NCL: Binary Analysis & Reverse Engineering
strings, objdump, ltrace, strace, and ELF format
Binary Analysis & Reverse Engineering
When you compile a C program with gcc, the output is a binary — a file of machine instructions the CPU executes directly. The source code is gone. All that remains is bytes.
Binary analysis is the process of figuring out what a binary does without having the source code. This is how security researchers analyze malware, how CTF players solve reverse engineering challenges, and how forensic investigators examine suspicious programs found on compromised systems.
This page covers the core command-line tools for binary analysis on Linux. Every tool here ships with a standard Linux install or is one apt install away. No expensive commercial software, no GUI — just your terminal.
Prerequisites: You should understand compilation from Lesson 2.4 and have written programs with arrays/pointers from Lesson 2.10.
1. The ELF Format — What’s Inside a Binary
Linux executables use the ELF (Executable and Linkable Format) format. When gcc compiles your code, it produces an ELF binary. Every ELF file is divided into sections, each holding a different kind of data:
| Section | Contains | Purpose |
|---|---|---|
.text |
Machine code | The actual instructions the CPU runs |
.data |
Initialized globals | Global variables with initial values |
.bss |
Uninitialized globals | Global variables zeroed at startup |
.rodata |
Read-only data | String literals, constants |
.symtab |
Symbol table | Function and variable names (if not stripped) |
.dynamic |
Dynamic linking info | Shared library references |
When you write printf("hello") in C, the string "hello" goes into .rodata and the compiled printf call instruction goes into .text. The printf function itself lives in a shared library (libc.so), not in your binary — .dynamic records that dependency.
The ELF header sits at the very beginning of the file. Its magic bytes are 7F 45 4C 46 (ASCII: .ELF). If you see those bytes with xxd, you are looking at a Linux executable.

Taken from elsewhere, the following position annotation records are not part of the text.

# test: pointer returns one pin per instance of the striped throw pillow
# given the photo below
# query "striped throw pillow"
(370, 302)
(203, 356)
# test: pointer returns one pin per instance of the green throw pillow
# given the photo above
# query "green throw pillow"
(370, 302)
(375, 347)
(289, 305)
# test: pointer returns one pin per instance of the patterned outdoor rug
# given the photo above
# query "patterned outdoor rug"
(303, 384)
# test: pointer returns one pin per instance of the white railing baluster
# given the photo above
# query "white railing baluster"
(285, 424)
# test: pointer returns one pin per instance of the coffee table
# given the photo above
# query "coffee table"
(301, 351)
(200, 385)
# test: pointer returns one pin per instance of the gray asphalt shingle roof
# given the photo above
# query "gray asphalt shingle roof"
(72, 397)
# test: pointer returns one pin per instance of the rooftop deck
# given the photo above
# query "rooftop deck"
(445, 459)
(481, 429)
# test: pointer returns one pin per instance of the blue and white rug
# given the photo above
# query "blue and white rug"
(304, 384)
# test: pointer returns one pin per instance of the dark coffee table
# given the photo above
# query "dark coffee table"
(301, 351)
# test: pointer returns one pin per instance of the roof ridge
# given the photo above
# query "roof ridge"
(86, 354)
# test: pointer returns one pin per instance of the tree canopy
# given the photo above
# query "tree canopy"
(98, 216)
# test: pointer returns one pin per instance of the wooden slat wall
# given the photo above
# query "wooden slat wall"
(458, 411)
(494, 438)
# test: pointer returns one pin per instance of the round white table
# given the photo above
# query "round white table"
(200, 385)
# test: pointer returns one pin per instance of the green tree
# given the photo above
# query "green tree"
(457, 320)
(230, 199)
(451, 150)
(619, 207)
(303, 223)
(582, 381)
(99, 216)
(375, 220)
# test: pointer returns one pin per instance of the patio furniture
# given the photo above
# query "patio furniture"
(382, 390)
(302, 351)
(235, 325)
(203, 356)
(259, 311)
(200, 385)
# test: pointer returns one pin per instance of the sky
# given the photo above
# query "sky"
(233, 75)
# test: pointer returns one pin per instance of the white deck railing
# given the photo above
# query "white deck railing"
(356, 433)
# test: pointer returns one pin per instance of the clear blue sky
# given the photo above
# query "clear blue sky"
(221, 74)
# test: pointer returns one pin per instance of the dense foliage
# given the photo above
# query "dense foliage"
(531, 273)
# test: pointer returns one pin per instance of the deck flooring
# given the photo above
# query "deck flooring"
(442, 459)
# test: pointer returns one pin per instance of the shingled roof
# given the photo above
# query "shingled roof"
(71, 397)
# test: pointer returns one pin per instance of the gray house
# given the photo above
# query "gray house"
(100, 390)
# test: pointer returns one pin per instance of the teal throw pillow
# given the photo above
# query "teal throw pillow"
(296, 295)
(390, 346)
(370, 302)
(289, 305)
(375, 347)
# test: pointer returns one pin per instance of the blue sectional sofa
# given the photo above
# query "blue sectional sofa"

2. strings — The First Tool You Reach For
strings extracts every sequence of printable ASCII characters (4+ characters by default) from any file. This is always step one in binary analysis because it requires zero expertise and catches an astonishing amount:
strings binary # Dump all readable text
strings binary | grep -i flag # Search for flags
strings binary | grep -i http # Find URLs
strings binary | grep -i password # Find credential strings
strings -n 8 binary # Minimum 8 chars (cuts noise)
Why does this work? Compilers embed string literals directly into the binary. When a programmer writes:
if (strcmp(input, "s3cr3t_p4ss") == 0) {
printf("Access granted\n");
}
Both "s3cr3t_p4ss" and "Access granted\n" end up as plaintext in the .rodata section. strings finds them instantly. No disassembly needed.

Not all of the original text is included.